Personal Bests Page 2
My next best is going to cause some disagreement, not only because everyone will have his or her own favorite, but also because there are so many close seconds in this category: the most accommodating transient marina. My personal favorite over the years has been Seapath Yacht Club, in Wrightsville Beach, North Carolina, for several reasons.
First of all, the staff is superb—friendly, welcoming, helpful, and professional—and a special nod goes to Nicole here on all counts. You’ll even find yourself welcomed in the dockside gams with local fishermen and boaters. Plus, there is no other location on the ICW I know of where a marina makes a courtesy car available to transients who are only fueling up and not paying to stay over at their docks.
The venerable but monstrous purple Pontiac is, sadly, history, but there’s now a clean and well-kept Honda to get you to groceries, nearby marine stores, a propane dealer, a bank or hardware store. And since even locations like the Beaufort Maritime Museum have ceased providing loaners for transients, this effort by Seapath is much more appreciated by those of us who’ve benefited. Thanks gang, we’ll see you next trip south.
Now most of us would have no trouble naming our own ICW’s “least friendly to transients” city, and I suspect most of us would agree on which one it is, but I’m trying to stay upbeat. My next choice is bound to be contentious; I’d almost rather discuss which anchor is best since we’re more likely to agree on that topic.
I give you, with fear and trembling, my choice for the ICW’s friendliest city: Georgetown, South Carolina.
The first time I arrived in Georgetown, I asked a police officer where I could find the post office. He explained that it was several miles away from the waterfront and then, learning that I was on a boat, he drove me there to pick up my package. It’s one of the few times I’ve found myself in the front seat of a police cruiser—but I digress.
On another trip, coming through on Christmas day, my crew and I were wandering the waterfront hoping to find an open restaurant. I asked a local fisherman off the boats if he knew of one, and before you could say “Kris Kringle” he had a fresh and tasty triggerfish from his catch in my hands, along with flour and corn meal to cook it with, and all for just a heartfelt thank you.
The following day we stopped by the new boutique grocery store, Morsels, where we met the owners. They were pleased to serve us, even though they weren’t actually open for business, and indicated that they were hopeful of becoming a supply stop for transients, since there was no nearby grocery store. Given their broad range of wines, cheeses, and other items, plus a good choice of staples and veggies and a soon-to-be-available wireless Internet, I have no doubt that they will make many friends among the cruising population.

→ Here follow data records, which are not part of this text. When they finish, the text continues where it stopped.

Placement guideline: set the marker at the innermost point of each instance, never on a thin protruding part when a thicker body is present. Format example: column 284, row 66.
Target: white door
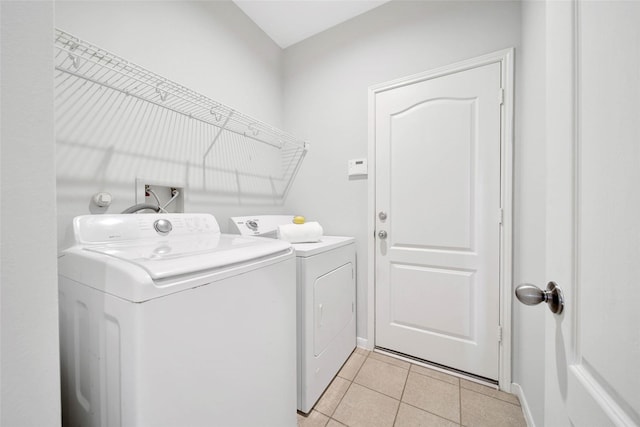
column 593, row 213
column 437, row 162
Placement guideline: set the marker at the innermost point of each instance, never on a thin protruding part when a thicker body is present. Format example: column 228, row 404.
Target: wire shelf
column 101, row 95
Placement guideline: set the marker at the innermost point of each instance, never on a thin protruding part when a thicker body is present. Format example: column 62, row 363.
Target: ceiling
column 289, row 21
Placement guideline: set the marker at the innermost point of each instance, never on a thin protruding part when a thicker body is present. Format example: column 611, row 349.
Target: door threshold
column 437, row 367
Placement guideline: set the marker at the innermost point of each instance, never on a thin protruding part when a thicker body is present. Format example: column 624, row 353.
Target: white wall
column 29, row 293
column 530, row 201
column 209, row 47
column 326, row 81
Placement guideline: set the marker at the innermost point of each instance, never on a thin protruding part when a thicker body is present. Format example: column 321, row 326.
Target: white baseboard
column 363, row 343
column 517, row 390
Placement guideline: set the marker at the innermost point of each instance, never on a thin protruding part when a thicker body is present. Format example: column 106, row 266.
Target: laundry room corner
column 326, row 95
column 29, row 356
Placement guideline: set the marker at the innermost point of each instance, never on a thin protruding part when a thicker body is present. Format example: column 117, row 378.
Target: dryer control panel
column 258, row 225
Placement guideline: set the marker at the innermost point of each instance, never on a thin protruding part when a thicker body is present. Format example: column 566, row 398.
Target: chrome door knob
column 531, row 295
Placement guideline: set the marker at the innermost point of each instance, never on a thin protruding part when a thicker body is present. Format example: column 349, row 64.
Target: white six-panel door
column 438, row 199
column 593, row 213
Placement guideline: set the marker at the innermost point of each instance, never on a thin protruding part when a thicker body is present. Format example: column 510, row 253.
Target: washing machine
column 326, row 301
column 165, row 321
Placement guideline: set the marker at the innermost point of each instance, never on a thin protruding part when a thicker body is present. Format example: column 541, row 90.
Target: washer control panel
column 122, row 227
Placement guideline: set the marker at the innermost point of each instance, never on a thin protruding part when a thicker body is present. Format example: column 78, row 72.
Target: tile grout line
column 431, row 413
column 347, row 391
column 404, row 387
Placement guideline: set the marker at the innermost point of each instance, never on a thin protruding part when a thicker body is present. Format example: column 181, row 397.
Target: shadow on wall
column 115, row 123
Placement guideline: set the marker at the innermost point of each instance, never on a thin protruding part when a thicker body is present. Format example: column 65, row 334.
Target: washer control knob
column 163, row 226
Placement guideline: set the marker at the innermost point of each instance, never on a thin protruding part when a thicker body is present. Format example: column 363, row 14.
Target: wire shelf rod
column 78, row 52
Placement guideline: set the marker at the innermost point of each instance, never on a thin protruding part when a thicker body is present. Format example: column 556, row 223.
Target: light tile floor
column 374, row 390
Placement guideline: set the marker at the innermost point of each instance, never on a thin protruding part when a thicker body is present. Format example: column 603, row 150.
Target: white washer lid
column 326, row 243
column 165, row 258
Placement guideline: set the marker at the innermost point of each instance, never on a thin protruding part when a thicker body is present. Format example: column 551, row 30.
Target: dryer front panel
column 334, row 305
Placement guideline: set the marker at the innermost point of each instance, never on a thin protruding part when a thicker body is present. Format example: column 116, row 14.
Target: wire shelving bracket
column 85, row 62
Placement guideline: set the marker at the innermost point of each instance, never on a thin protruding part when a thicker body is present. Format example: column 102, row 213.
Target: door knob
column 531, row 295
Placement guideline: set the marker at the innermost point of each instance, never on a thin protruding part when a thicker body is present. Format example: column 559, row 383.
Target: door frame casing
column 505, row 58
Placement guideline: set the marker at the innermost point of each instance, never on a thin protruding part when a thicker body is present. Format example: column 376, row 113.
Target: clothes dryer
column 326, row 303
column 167, row 322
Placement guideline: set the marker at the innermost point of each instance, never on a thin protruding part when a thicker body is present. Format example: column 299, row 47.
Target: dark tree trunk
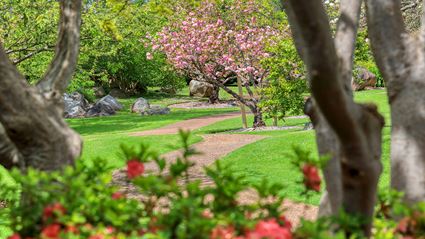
column 258, row 115
column 400, row 58
column 214, row 98
column 35, row 133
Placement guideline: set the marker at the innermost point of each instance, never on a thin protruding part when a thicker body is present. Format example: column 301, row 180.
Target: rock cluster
column 143, row 107
column 76, row 106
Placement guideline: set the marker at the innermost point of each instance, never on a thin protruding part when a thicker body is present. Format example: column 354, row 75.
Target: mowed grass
column 271, row 157
column 103, row 136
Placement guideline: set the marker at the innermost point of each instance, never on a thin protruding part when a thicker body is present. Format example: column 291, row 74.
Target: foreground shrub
column 82, row 202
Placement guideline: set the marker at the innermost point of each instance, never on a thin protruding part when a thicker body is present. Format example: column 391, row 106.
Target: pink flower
column 117, row 195
column 55, row 209
column 51, row 231
column 14, row 236
column 134, row 168
column 223, row 232
column 311, row 177
column 269, row 229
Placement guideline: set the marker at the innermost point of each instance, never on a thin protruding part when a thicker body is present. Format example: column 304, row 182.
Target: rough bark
column 401, row 59
column 214, row 97
column 357, row 127
column 252, row 104
column 258, row 116
column 33, row 116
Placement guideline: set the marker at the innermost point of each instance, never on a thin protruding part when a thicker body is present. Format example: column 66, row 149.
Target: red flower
column 96, row 237
column 117, row 195
column 51, row 231
column 51, row 210
column 269, row 229
column 134, row 168
column 14, row 236
column 311, row 177
column 109, row 230
column 286, row 223
column 222, row 232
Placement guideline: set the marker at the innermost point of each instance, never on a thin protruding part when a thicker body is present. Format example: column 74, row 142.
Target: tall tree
column 35, row 133
column 400, row 57
column 355, row 128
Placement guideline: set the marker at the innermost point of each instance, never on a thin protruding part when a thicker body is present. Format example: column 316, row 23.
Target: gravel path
column 213, row 147
column 190, row 124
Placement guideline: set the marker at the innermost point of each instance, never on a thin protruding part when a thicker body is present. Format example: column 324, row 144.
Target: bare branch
column 31, row 54
column 345, row 39
column 389, row 39
column 64, row 63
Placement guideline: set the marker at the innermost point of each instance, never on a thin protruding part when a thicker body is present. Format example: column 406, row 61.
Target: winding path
column 212, row 148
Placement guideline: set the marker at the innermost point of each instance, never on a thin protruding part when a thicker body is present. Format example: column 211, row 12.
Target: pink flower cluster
column 214, row 46
column 266, row 229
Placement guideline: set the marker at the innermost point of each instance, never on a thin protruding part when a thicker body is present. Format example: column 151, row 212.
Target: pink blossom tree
column 216, row 45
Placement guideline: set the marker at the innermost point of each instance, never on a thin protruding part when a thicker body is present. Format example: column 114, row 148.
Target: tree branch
column 389, row 39
column 31, row 54
column 345, row 39
column 64, row 63
column 358, row 127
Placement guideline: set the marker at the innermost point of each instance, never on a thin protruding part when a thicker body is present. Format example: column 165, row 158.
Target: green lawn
column 271, row 158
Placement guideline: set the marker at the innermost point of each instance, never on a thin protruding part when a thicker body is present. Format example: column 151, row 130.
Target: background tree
column 399, row 56
column 216, row 45
column 32, row 116
column 354, row 129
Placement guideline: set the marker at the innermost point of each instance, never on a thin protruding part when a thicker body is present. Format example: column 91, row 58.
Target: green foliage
column 286, row 82
column 82, row 203
column 111, row 53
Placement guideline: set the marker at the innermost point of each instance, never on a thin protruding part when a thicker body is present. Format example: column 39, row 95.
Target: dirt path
column 190, row 124
column 213, row 147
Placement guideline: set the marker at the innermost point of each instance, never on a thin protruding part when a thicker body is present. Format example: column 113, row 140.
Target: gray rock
column 200, row 89
column 118, row 93
column 362, row 79
column 156, row 110
column 99, row 91
column 75, row 105
column 108, row 105
column 100, row 110
column 140, row 105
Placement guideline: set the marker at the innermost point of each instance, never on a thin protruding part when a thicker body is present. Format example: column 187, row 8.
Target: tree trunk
column 258, row 115
column 32, row 116
column 357, row 127
column 400, row 58
column 214, row 97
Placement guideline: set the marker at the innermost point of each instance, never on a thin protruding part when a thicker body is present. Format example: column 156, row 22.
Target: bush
column 284, row 93
column 82, row 202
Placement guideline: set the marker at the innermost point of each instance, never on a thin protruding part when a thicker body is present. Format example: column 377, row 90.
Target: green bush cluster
column 84, row 202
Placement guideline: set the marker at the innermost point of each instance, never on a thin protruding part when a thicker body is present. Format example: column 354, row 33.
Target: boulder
column 308, row 126
column 118, row 93
column 104, row 107
column 75, row 105
column 362, row 79
column 200, row 89
column 156, row 110
column 99, row 91
column 140, row 105
column 100, row 110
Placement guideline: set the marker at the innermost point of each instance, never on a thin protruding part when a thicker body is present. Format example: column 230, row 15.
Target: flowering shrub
column 81, row 202
column 219, row 42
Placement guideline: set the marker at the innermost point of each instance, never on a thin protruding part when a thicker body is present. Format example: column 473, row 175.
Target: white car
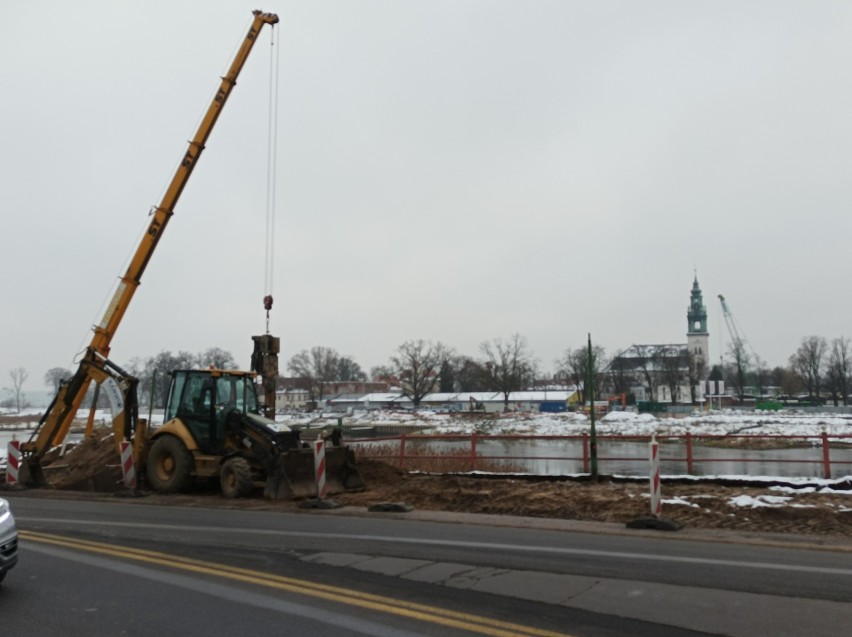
column 8, row 539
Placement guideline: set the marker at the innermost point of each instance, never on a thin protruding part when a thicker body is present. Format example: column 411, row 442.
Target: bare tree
column 315, row 367
column 417, row 365
column 697, row 368
column 671, row 361
column 736, row 371
column 509, row 365
column 19, row 376
column 808, row 363
column 55, row 375
column 839, row 370
column 468, row 375
column 382, row 373
column 619, row 374
column 348, row 369
column 218, row 358
column 644, row 363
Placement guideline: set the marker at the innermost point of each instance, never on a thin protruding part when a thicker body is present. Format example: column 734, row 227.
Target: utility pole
column 590, row 391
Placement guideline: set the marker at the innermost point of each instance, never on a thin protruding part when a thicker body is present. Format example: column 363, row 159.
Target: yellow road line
column 411, row 610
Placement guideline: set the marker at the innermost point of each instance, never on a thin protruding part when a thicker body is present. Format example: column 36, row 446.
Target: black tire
column 169, row 466
column 235, row 478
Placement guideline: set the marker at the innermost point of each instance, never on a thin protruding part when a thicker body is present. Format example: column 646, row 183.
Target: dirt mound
column 91, row 465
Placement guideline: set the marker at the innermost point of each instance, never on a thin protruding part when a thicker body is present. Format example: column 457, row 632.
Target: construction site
column 219, row 445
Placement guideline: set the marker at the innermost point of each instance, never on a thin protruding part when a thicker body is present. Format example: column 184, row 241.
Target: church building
column 666, row 373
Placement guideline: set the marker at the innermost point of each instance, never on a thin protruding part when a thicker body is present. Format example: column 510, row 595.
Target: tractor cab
column 203, row 400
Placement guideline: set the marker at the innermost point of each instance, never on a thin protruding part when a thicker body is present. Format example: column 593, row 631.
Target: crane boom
column 94, row 364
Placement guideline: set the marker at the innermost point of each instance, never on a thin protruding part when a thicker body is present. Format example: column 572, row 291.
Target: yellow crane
column 95, row 365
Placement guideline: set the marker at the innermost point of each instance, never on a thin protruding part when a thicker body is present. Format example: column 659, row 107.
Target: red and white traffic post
column 319, row 466
column 656, row 502
column 128, row 469
column 13, row 461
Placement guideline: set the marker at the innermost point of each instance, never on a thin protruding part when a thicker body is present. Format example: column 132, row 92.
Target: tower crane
column 744, row 358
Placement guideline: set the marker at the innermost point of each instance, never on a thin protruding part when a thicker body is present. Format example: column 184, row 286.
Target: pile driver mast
column 95, row 365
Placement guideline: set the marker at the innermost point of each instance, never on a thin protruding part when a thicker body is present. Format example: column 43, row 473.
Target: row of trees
column 819, row 368
column 422, row 367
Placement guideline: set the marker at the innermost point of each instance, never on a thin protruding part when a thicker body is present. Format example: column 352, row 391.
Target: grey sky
column 448, row 170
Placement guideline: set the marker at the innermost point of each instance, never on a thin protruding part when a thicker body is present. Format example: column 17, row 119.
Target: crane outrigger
column 266, row 457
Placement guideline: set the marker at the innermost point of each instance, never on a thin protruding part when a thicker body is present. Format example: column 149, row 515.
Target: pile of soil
column 93, row 466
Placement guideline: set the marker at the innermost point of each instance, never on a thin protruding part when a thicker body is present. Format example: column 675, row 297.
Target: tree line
column 819, row 368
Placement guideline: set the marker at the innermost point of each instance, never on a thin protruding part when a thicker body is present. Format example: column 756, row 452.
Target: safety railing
column 690, row 454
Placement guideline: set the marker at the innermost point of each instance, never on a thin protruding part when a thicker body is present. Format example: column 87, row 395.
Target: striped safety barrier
column 13, row 461
column 656, row 502
column 128, row 469
column 319, row 467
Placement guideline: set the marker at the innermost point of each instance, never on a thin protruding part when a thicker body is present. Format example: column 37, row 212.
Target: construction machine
column 208, row 446
column 213, row 428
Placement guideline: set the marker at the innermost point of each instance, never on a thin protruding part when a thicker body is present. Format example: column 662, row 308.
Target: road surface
column 118, row 567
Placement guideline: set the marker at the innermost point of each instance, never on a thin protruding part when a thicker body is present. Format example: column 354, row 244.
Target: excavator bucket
column 293, row 475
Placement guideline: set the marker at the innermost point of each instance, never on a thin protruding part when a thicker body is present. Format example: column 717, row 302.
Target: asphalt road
column 98, row 568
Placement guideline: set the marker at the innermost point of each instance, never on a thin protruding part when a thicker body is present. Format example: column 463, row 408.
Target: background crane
column 746, row 362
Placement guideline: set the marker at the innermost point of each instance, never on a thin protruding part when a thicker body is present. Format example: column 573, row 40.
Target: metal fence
column 691, row 454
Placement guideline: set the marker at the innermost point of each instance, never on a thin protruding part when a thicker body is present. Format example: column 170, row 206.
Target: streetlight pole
column 590, row 391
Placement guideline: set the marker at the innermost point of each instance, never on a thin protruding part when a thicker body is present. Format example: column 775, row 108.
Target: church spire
column 696, row 315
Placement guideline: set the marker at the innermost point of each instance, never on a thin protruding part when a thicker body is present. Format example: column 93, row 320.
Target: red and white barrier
column 319, row 467
column 13, row 461
column 128, row 469
column 656, row 502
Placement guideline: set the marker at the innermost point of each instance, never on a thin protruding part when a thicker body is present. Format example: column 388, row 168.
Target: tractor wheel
column 169, row 466
column 235, row 478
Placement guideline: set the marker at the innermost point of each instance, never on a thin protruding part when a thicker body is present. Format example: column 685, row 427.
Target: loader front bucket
column 293, row 475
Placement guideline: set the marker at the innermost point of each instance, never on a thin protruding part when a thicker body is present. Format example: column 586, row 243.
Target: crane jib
column 94, row 366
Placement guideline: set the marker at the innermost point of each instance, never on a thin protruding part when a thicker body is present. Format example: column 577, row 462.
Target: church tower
column 697, row 337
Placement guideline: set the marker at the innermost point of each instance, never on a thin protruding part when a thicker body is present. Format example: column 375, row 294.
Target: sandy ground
column 92, row 467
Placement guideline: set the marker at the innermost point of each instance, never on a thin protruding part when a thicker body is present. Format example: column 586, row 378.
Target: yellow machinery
column 95, row 365
column 214, row 429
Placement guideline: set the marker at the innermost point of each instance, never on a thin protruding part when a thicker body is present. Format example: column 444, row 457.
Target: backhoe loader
column 213, row 428
column 234, row 441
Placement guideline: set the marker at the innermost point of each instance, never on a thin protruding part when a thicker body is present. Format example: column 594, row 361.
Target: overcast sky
column 451, row 170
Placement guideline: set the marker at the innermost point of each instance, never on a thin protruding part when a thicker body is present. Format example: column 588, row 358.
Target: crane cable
column 271, row 160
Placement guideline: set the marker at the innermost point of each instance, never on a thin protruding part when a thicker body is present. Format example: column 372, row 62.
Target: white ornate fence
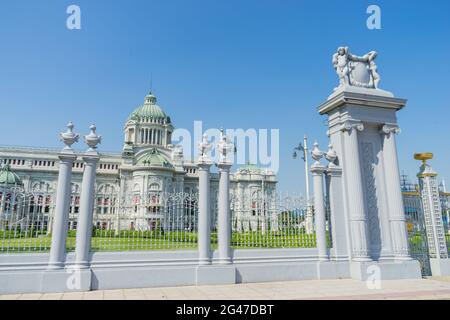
column 25, row 220
column 157, row 221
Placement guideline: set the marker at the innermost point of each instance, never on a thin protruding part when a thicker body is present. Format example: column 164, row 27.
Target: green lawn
column 135, row 241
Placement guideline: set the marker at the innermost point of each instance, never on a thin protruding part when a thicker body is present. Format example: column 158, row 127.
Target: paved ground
column 432, row 288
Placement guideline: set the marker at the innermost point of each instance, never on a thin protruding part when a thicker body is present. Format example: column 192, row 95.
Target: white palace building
column 132, row 183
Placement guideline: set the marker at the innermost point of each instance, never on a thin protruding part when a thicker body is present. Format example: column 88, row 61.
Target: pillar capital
column 224, row 166
column 204, row 165
column 349, row 125
column 67, row 156
column 91, row 158
column 389, row 128
column 334, row 171
column 318, row 169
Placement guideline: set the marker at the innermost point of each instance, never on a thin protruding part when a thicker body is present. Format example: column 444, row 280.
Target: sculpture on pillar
column 69, row 137
column 331, row 156
column 224, row 147
column 204, row 147
column 355, row 70
column 92, row 139
column 316, row 153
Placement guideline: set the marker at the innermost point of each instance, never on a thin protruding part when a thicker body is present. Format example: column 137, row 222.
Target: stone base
column 440, row 267
column 385, row 270
column 66, row 280
column 215, row 275
column 332, row 270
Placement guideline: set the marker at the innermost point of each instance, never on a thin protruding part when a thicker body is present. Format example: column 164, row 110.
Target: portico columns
column 224, row 218
column 393, row 190
column 84, row 225
column 204, row 214
column 357, row 211
column 61, row 216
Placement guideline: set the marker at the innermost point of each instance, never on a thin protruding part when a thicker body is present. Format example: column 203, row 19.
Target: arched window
column 106, row 199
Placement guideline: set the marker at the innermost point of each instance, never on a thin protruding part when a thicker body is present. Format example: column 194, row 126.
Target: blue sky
column 233, row 64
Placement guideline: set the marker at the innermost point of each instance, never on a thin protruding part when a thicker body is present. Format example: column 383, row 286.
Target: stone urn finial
column 224, row 147
column 69, row 137
column 316, row 153
column 92, row 139
column 204, row 147
column 331, row 154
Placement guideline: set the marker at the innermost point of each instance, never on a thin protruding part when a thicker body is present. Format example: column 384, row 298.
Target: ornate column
column 61, row 217
column 432, row 211
column 224, row 216
column 204, row 207
column 396, row 209
column 84, row 225
column 337, row 211
column 357, row 211
column 318, row 170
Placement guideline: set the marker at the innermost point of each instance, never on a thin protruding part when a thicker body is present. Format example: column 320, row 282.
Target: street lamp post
column 304, row 149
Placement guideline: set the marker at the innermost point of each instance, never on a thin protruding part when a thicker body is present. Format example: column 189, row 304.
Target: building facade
column 136, row 189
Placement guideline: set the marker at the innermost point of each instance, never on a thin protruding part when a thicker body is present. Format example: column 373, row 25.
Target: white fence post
column 61, row 218
column 337, row 212
column 318, row 170
column 357, row 209
column 224, row 215
column 84, row 225
column 204, row 214
column 396, row 213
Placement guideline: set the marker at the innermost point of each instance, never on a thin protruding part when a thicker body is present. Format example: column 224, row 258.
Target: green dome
column 149, row 110
column 7, row 177
column 153, row 158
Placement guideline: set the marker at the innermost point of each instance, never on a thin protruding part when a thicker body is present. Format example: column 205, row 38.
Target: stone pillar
column 87, row 198
column 318, row 170
column 396, row 210
column 432, row 209
column 224, row 217
column 370, row 206
column 357, row 214
column 204, row 214
column 61, row 217
column 204, row 205
column 337, row 214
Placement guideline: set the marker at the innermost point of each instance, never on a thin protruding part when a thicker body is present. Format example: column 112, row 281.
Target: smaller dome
column 250, row 168
column 153, row 158
column 149, row 110
column 7, row 177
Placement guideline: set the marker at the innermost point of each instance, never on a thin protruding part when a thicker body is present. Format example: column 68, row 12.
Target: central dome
column 150, row 112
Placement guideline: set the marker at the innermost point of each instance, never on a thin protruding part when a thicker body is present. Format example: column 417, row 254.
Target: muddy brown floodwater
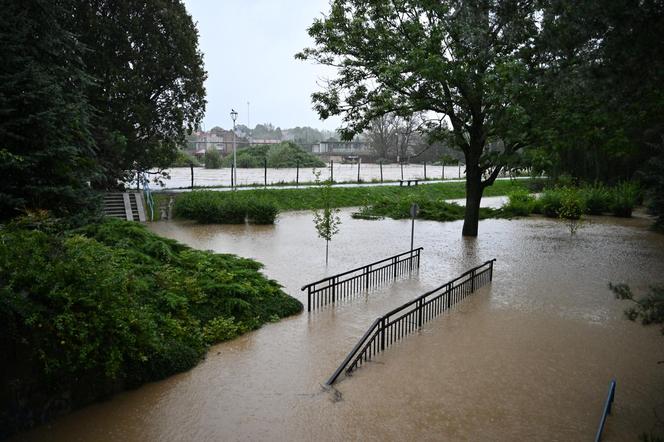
column 528, row 357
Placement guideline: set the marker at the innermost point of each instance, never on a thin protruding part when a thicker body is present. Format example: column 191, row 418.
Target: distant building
column 343, row 150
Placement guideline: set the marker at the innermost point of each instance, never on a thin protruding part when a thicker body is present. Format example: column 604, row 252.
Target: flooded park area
column 527, row 357
column 181, row 177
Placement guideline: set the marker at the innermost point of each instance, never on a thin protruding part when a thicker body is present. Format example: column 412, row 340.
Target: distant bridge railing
column 333, row 288
column 408, row 318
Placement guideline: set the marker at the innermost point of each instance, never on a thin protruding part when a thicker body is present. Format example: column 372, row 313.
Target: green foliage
column 520, row 203
column 213, row 159
column 226, row 207
column 597, row 197
column 148, row 90
column 624, row 197
column 185, row 159
column 88, row 312
column 468, row 61
column 284, row 154
column 47, row 155
column 326, row 220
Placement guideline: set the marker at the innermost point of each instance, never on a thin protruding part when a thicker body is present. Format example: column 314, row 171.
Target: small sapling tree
column 326, row 220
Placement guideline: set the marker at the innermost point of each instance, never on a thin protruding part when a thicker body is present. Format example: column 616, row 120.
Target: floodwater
column 527, row 357
column 343, row 173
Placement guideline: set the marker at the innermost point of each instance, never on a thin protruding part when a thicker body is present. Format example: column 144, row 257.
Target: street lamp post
column 234, row 117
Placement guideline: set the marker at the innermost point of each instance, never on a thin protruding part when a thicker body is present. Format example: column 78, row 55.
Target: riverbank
column 471, row 374
column 310, row 198
column 90, row 312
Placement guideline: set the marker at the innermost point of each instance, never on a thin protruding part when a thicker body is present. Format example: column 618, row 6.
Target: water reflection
column 528, row 357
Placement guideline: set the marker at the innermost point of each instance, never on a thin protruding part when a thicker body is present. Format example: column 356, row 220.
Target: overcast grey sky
column 248, row 48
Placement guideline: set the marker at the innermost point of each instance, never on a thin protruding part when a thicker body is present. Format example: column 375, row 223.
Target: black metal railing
column 607, row 409
column 408, row 318
column 333, row 288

And then, on my last trip through Georgetown, I had to retrieve a halyard at the top of the mast. With my intense dislike of heights, I was bemoaning the evil necessity at a local pub. No sooner had I spoken the words than the waitress offered to go up for me. Since the only other person offering was a fellow sailor who outweighed her by a good 80 pounds, I felt it was worth the price of a few cold brews to take this fine offer. So, for answering the call above and beyond, I stand by my nomination.